Most everyone expected, and got, big announcements around Azure for Build 2015, and each of them reflected how Azure is being developed across multiple dimensions at once.
A bottomless Lake
With Azure Data Lake, for instance, Microsoft is betting the growing interest in Hadoop, and in its HDFS storage system, merits offering a service for same.
While Azure Data Lake is only being prepared for a public preview right now -- no pricing has been announced -- what it promises raises eybrows. The service claims to have been designed for raw data storage at high volume and with high throughput, but most striking is how Data Lake "has no fixed limits on account size or file size," according to its product page. (It's safe to guess pricing will be based on usage -- storage, throughput, or both.)
Some of this is in the vein of Microsoft's other announcements around the Internet of things, where Data Lake is meant to provide a default target for data collected from intelligent connected devices. But most of it is clearly aimed at those who are already familiar with what HDFS offers and who want to leverage it as as a service without sinking too much into setup and maintenance.
A stretchier SQL
With Microsoft's enhancements to SQL Database, another crucial part of the picture of Microsoft's ambitions for these data-centric solutions becomes clear: These things are meant to live either in the cloud or on-premises with as few barriers between them as possible. Azure SQL Data Warehouse, a scalable data-warehousing system, is either an on-premises or in-the-cloud solution, with the customer's needs dictating that choice.
The third item, SQL Database enhancement elastic pools, is more of a management tool for in-cloud resources than something intended to span cloud and local environments. But there's nothing stopping Microsoft from extending its reach to encompass local resources in time as well.

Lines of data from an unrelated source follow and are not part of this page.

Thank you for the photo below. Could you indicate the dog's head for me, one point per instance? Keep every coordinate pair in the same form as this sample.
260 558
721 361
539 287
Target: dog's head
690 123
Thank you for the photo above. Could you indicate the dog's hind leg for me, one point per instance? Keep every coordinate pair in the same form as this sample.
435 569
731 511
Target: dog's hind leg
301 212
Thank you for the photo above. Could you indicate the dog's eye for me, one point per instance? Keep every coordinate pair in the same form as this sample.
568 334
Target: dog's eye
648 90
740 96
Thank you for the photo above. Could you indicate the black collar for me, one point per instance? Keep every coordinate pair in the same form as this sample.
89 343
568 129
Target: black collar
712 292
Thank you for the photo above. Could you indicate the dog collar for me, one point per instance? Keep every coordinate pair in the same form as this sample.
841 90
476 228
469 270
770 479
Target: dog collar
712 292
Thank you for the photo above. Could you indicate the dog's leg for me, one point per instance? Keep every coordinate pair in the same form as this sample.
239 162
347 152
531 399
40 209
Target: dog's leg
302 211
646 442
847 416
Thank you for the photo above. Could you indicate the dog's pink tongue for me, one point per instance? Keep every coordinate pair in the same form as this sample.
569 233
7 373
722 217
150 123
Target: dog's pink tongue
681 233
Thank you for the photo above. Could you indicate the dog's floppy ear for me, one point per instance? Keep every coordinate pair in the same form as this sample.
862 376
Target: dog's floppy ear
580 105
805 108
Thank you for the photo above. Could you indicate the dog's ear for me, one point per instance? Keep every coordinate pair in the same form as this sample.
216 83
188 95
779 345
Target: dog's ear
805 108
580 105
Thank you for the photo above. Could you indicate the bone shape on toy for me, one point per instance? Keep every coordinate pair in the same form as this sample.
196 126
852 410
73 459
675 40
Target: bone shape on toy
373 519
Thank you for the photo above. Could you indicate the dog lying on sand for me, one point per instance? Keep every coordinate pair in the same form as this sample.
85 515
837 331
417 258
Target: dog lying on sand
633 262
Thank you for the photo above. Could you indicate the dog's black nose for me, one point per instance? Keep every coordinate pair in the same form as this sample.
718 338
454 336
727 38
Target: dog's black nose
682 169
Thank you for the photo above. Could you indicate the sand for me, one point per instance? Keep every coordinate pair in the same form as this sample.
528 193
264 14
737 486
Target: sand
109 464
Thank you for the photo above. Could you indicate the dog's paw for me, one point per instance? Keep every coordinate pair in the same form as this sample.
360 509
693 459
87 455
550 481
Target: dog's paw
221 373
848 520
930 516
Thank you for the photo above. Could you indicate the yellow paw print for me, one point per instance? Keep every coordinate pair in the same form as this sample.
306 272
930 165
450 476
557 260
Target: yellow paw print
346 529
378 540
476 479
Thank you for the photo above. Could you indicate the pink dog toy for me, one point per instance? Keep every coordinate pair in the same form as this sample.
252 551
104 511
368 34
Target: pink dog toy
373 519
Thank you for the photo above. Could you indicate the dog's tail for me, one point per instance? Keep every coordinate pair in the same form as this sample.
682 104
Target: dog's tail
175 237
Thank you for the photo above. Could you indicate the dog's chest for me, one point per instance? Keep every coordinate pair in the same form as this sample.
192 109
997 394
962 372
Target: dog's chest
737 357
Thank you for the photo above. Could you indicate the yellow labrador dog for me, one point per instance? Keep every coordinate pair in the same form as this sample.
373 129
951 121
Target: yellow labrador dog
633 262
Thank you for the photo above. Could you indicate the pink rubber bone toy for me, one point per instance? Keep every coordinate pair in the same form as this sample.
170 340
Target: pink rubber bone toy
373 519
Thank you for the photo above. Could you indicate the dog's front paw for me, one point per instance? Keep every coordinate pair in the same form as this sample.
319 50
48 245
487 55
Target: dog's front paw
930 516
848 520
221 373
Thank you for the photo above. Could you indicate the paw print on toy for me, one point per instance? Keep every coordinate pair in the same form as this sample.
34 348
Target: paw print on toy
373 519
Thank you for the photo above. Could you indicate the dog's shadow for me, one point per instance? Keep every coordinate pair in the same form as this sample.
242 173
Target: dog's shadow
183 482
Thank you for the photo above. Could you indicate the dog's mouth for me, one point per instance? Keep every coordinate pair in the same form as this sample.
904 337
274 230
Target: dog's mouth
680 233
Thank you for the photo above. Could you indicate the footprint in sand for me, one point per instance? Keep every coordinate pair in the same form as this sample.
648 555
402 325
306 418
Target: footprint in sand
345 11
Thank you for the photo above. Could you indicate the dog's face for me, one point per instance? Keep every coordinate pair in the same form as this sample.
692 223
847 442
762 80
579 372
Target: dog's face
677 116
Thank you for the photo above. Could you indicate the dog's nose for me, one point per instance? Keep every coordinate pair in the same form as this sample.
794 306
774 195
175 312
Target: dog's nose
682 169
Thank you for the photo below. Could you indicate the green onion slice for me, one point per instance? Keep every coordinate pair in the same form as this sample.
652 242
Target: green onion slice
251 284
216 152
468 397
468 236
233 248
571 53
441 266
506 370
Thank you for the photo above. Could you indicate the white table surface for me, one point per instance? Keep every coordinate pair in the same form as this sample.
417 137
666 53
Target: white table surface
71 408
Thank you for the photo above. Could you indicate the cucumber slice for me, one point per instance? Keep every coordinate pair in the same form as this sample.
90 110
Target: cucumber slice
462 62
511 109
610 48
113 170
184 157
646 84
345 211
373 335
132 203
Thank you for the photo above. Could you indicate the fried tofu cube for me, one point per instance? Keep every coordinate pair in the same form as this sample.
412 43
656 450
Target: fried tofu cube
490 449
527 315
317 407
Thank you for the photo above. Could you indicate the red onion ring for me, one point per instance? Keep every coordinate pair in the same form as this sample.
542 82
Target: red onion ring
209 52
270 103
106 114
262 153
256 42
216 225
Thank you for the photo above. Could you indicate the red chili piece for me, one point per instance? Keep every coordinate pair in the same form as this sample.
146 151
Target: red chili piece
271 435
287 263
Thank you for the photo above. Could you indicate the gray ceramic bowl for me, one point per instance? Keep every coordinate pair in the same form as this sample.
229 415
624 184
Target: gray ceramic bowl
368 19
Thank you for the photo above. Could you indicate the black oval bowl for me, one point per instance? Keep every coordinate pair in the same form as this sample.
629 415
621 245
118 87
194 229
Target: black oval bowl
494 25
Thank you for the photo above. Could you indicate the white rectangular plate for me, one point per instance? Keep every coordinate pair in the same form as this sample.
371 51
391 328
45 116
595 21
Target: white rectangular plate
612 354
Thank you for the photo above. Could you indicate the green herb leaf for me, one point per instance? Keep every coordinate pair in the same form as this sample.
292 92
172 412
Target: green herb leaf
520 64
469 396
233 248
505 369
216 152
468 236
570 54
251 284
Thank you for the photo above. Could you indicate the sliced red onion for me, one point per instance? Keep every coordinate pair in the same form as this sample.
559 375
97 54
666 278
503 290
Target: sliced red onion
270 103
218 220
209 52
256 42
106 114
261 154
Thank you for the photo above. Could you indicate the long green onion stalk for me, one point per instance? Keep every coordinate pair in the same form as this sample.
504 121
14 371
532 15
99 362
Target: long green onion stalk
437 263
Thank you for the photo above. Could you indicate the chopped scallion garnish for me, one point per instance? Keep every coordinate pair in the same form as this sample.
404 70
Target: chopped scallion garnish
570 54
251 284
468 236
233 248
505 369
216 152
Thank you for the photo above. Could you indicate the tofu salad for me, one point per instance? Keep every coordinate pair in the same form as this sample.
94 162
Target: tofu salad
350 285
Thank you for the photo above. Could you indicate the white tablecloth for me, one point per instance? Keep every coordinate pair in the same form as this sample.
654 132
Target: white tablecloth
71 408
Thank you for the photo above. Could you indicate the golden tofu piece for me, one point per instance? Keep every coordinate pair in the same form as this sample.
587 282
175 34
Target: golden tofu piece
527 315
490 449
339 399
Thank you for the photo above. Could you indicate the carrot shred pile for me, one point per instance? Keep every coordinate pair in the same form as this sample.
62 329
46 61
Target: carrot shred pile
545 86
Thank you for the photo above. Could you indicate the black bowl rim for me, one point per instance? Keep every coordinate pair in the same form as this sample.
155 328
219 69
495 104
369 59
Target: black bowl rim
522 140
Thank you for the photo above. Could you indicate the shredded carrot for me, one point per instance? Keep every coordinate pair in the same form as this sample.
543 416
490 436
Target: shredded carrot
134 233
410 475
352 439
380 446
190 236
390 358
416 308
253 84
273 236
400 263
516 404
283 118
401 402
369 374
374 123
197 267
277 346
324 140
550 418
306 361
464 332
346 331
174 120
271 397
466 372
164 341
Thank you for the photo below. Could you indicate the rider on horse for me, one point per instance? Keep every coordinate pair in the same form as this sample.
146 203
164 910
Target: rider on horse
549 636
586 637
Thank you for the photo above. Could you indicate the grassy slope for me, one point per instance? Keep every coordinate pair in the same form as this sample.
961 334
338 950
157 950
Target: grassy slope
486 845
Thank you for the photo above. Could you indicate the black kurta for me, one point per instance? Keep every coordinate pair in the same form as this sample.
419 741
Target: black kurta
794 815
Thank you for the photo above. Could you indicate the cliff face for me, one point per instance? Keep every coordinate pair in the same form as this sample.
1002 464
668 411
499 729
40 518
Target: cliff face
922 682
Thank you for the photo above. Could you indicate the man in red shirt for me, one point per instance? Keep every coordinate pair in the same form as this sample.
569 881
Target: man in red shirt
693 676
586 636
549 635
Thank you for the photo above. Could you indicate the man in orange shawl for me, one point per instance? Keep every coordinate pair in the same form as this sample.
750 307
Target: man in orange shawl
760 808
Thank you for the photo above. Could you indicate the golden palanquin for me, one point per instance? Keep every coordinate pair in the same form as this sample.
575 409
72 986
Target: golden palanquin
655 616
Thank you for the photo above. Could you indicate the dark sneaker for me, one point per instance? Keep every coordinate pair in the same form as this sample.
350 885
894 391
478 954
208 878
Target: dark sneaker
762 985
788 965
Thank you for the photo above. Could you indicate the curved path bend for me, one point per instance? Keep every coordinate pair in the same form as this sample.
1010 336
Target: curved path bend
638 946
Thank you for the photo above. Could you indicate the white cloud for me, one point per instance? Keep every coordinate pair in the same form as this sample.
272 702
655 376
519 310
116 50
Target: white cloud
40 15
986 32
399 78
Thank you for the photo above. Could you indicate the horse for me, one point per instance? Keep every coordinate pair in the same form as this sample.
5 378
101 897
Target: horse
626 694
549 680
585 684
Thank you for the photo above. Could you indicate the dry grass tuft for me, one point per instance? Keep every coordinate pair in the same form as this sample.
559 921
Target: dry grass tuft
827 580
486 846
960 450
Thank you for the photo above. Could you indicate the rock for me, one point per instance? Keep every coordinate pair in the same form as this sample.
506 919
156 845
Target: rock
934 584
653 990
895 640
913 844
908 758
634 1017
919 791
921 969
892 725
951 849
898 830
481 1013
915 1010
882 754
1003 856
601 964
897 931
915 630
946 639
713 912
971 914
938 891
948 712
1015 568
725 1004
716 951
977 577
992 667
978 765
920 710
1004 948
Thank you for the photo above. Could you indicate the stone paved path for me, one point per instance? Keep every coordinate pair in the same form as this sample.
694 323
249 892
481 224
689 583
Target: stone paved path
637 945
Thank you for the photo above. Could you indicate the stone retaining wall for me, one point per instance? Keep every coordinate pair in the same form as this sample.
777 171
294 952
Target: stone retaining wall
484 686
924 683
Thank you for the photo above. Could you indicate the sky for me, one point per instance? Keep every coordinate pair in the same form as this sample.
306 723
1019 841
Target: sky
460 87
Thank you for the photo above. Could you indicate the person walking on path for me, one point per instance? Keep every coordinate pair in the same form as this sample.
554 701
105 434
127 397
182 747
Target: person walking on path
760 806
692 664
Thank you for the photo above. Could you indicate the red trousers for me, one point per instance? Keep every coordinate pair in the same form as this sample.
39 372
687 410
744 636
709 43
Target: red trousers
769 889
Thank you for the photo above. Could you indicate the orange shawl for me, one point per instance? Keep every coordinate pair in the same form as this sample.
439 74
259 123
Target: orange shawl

The way Microsoft is stitching together local resources and these new big-data features, Azure App Fabric, has already drawn attention. Aside from being a cornerstone for how Microsoft is using Azure to build out its cloud business, Azure Fabric is being positioned as the infrastructure Microsoft wants to use to stitch together local and remote resources.
Start anywhere, build out anywhere
With projects like Data Lake emerging, it's clear how that infrastructure will be built out. Big data projects like Hadoop don't have to be erected manually on-premises; rather, they can be set up in the cloud first, then synced back on-prem if needed. Or they can be left entirely in the cloud, depending on where the majority of the enterprise's infrastructure will live.
Al Hilwa, program director of software development research for IDC, noted how Microsoft's cloud-first approach with these announcements "show an evolution of the SQL Server technology toward a cloud-first approach. A lot of these capabilities like elastic query are geared for cloud approaches, but Microsoft will differentiate from Amazon by also offering them for on-premises deployment." (So far, Amazon's hybrid cloud strategy is minimal.)
Hilwa believed that Data Lake and Warehouse "are focused on larger data sets that are typically born in the cloud. The volumes of data supported here builds on Microsoft’s persistent investments in data centers." Based on the overall scope of Microsoft's ambitions, though, those born-in-the-cloud data sets could become data sets that span a hybrid architecture only just now taking shape.